II Rajd Porozumienia na Biskupiej Kopie

12 września 2020 uczestniczyliśmy w wyprawie na Biskupią Kopę, czyli II Rajdzie Porozumienia Sudeckiego Nysa – Kłodzko. Pierwotnie miał odbyć się  w maju, jednak przez covid został przeniesiony na wrzesień. W rajdzie uczestniczyło 10 członków naszego koła. Pogoda super dopisała, na szczycie pyszny bigos i super odznaka oraz dyplom uczestnictwa. Na wieży jedyną uciążliwością była rójka mrówek, która przeszkadzała w podziwianiu widoków. Rajd był bardzo udany.

Dodaj komentarz

Rajd na Ostas, czyli „Czacha Dymi”

Nareszcie! Można było pójść w góry z najlepszym Kołem PTTK w okolicy. 1 sierpnia 2020r. 26-osobowa grupa noworudzkich „Gwarków” pod kierunkiem Przewodnika Sudeckiego, kol. Witolda Telusa (z merytoryczno-organizacyjnym wsparciem Honorowego Przodownika Turystyki Górskiej, kol. Czesława Dominasa i Przodownika Turystyki Górskiej, kol. Edwarda Lady) wyruszyła na podbój jednego z mniej znanych skalnych labiryntów w Górach Stołowych.

Ostas to niewielka formacja skalna niedaleko miasteczka Police nad Metuji, do której łatwo można dotrzeć samochodem lub szlakiem z pobliskiej stacji kolejowej. My wybraliśmy łatwiejszy dojazd na parking pod Ostasem.

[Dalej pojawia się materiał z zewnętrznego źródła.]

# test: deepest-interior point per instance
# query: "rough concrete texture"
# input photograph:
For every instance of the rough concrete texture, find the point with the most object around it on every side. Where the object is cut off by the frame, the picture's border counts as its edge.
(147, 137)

Potem wędrówka pomiędzy fantazyjnymi skałkami, spośród których w pamięć zapadły: Sokół, Niedźwiedź, Trójpalczasta Skała, Diabelskie Auto, Czaszka, Zdrajca i Cyganka. Jest też kilka fajnych tarasów widokowych i całkiem wymagające technicznie skalne rozpadliny. Można się spocić.

Po Ostasu następne kroki na Kocici Hrad, czyli Koci Zamek. Ciasne szczeliny skalne (w sam raz dla kota), kręta ścieżka pomiędzy Rękawicą, Sokołem i Trygławem i jesteśmy u podnóża masywnego bloku skalnego, czyli rzeczonego Kociego Zamku. Szkoda, że wracać trzeba tą samą drogą…

Na koniec powrót na obiad w Broumovie i wyjazd do domu.

Dziękuję uczestnikom za cierpliwość i gratuluję wytrwałości.